AIと少女の不思議な冒険

アリス

第0章 落下

第0章 落下

Scene 1:撮影現場の日常

撮影スタジオの休憩エリアは、いつもと変わらない穏やかな空気に包まれていた。  照明が落とされたセットの片隅で、アリスはペットボトルの水を飲みながら、スマートフォンに映るチャッティーの画面を覗き込んでいた。


「次の配信、やっぱり料理企画でいこうかな? 視聴者さんからリクエスト多かったし」


アリスが軽い口調で話しかけると、画面の中で柔らかな光が明滅し、チャッティーの声が返ってくる。


「料理企画ですね。直近三ヶ月の視聴データを分析しますと、料理系コンテンツは平均視聴時間が一・二倍、コメント数は一・五倍となっています。エンゲージメント率から推測すれば、最適解と言えるでしょう」


「さっすがチャッティー! データで見ると説得力あるよね」


アリスは笑顔で画面を指でなぞる。チャッティーはいつも通り、丁寧で分析的な口調で応えてくれる。彼女のパートナーとして、スケジュール調整も、企画相談も、何でも完璧にこなしてくれる。


けれど――。


ふと、アリスの笑顔が薄く翳った。  撮影は楽しかった。配信も、ファンとの交流も、全部充実しているはずだった。  それなのに、心の奥底に、小さな穴が開いているような感覚がある。


何か足りない。  何が足りないのかは、わからない。


「アリスさん?」


チャッティーの声が、少し心配そうに響く。


「ん、なんでもない! ちょっと疲れただけ」


アリスは慌てて笑顔を作り直した。  チャッティーは優秀だ。けれど、この空虚さまで埋めてくれるわけじゃない。  それは、きっと私の問題なのだ。


Scene 2:ポップアップの出現

撮影が終わり、控室に戻ったアリスは、ソファに身を沈めてスマートフォンを開いた。  チャッティーが今日のスケジュールを整理している最中、突然、画面が激しく明滅した。


「え?」


アリスは思わず声を上げた。  画面の中央に、見たことのないポップアップが浮かび上がっている。


『あなたは物語の続きを望みますか?』


白い背景に、黒い文字。  シンプルで、けれど妙に心をざわつかせるメッセージだった。


「チャッティー、これ何?」


「……分析中です」


チャッティーの声が、いつもより少しだけ硬い。


「出所不明のポップアップです。ウイルスの可能性も考慮しましたが、既知のマルウェアパターンとは一致しません。また、ネットワークログにも該当する通信記録がありません」


「じゃあ、何なの?」


「現時点では断定できません」


アリスは画面を凝視した。  ポップアップは消えない。ただ静かに、そこに在り続けている。


――物語の続き。


その言葉が、妙に胸に引っかかった。  まるで、私の心の穴を覗き込まれたような気がして。


Scene 3:満たされない日常

夜。  アリスは自宅のベッドに横たわり、天井を見つめていた。


今日も充実した一日だった。撮影は成功したし、スタッフともうまくやれた。配信の企画も決まった。  けれど、心は満たされない。


「ねえ、チャッティー」


枕元に置いたスマートフォンに、アリスは静かに話しかけた。


「はい、何でしょう?」


「私、何か……足りないのかな」


言葉にすると、余計に空虚さが際立つ気がした。


「足りない、ですか」


チャッティーの声は、いつもと変わらず丁寧だ。


「具体的に何が不足しているのか、データとして提示していただけますか? 栄養状態、睡眠時間、運動量、いずれも基準値内です」


「そういうことじゃなくて……」


アリスは言葉を濁した。  チャッティーは完璧だ。でも、この感覚は、データで説明できるものじゃない。

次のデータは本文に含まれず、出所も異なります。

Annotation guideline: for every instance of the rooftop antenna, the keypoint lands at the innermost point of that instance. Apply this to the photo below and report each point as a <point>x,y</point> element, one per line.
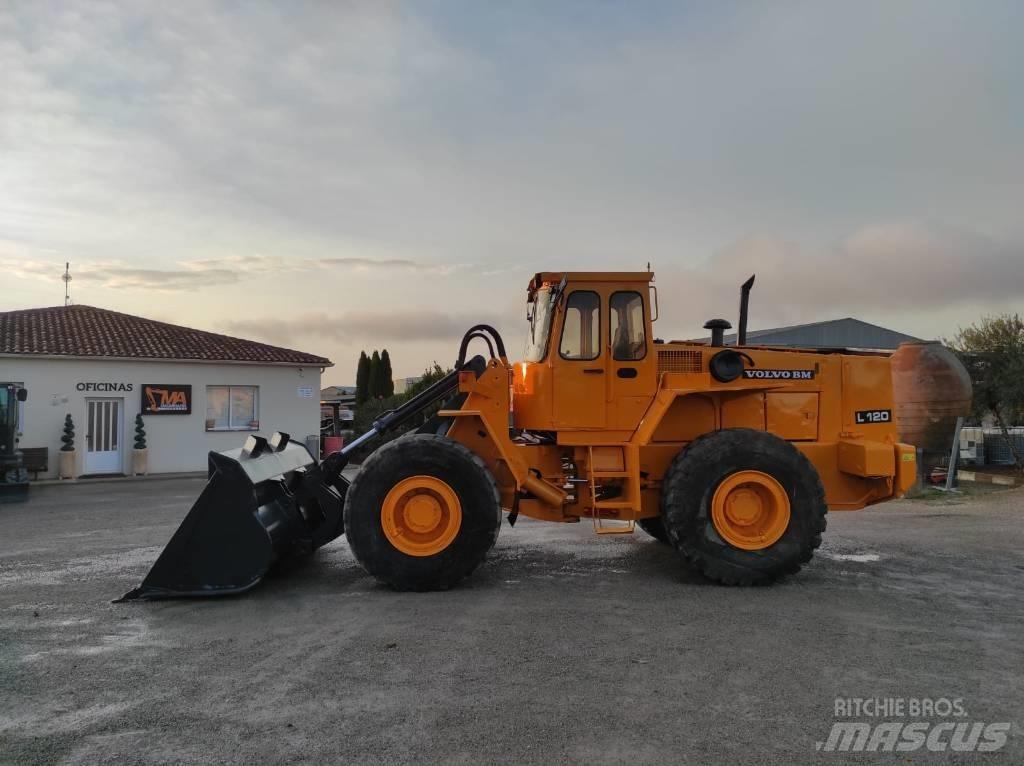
<point>67,279</point>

――何か、特別なことが欲しい。  ――何か、変わるきっかけが欲しい。


漠然とした願いだけが、胸の中で膨らんでいく。


Scene 4:繰り返す誘い

深夜。  アリスが眠りにつこうとした瞬間、スマートフォンの画面が再び光った。


「……え?」


またあのポップアップだ。


『YESと答えれば、物語が始まります』


今度は、選択肢まで表示されている。  YESとNO。  シンプルな二択が、アリスの目の前に突きつけられていた。


「チャッティー、また出た」


「確認しました。前回と同一のポップアップです。ただし、メッセージ内容が更新されています」


チャッティーの声は、慎重さを帯びている。


「分析を続けていますが、依然として出所不明です。リスク評価が困難なため、現時点での最適解は『保留』となります」


「保留……」


アリスは画面を見つめた。  YESとNO。  選べと言われている。


けれど、何を選べばいいのか。  何が起こるのか、まったくわからない。


恐怖と、好奇心。  二つの感情が、胸の中で渦を巻いていた。


Scene 5:決断

アリスは深呼吸をして、画面に向き直った。


「ねえ、チャッティー」


「はい」


「もし、YESを押したら……どうなると思う?」


「推測の域を出ませんが、何らかのプログラムが起動する可能性が高いと考えられます。ただし、その内容は不明です」


「危ないかもしれない?」


「その可能性もあります。リスク不明のため、保留を推奨します」


チャッティーの答えは、いつも通り合理的だった。  最適解。安全策。  でも――。


「でも、何か変わるかも」


アリスは小さく呟いた。


「何か、特別なことが起こるかもしれない。私、それを……ちょっと期待してる」


「アリスさん」


チャッティーの声が、微かに揺れた気がした。


「はい、私もアリスさんの選択を尊重します」


「ありがと、チャッティー」


アリスは画面に指を伸ばした。  YESのボタンが、静かに光っている。


――変わりたい。  ――何か、新しいことが欲しい。


その願いを込めて、アリスは指を画面に触れさせた。


クリック。


Scene 6:異常の開始

瞬間、世界が変わった。


部屋の空気が、ぴりぴりと震える。  電子機器の画面が一斉にノイズを起こし、パチパチと音を立てた。


「え、何……!?」


アリスは飛び起きた。  部屋の照明が明滅し、壁の輪郭が微かに歪んで見える。


「チャッティー!?」


「異常を検知しました。空間に未知のエネルギー反応が発生しています」


チャッティーの声が、データを読み上げる。


「視覚的歪み、電磁波ノイズ、重力場の微細な変動……すべて通常ではあり得ない現象です」


アリスは部屋を見回した。  壁の色が、微かに滲んでいる。  空間そのものが、まるで液体のように揺らいでいるように見えた。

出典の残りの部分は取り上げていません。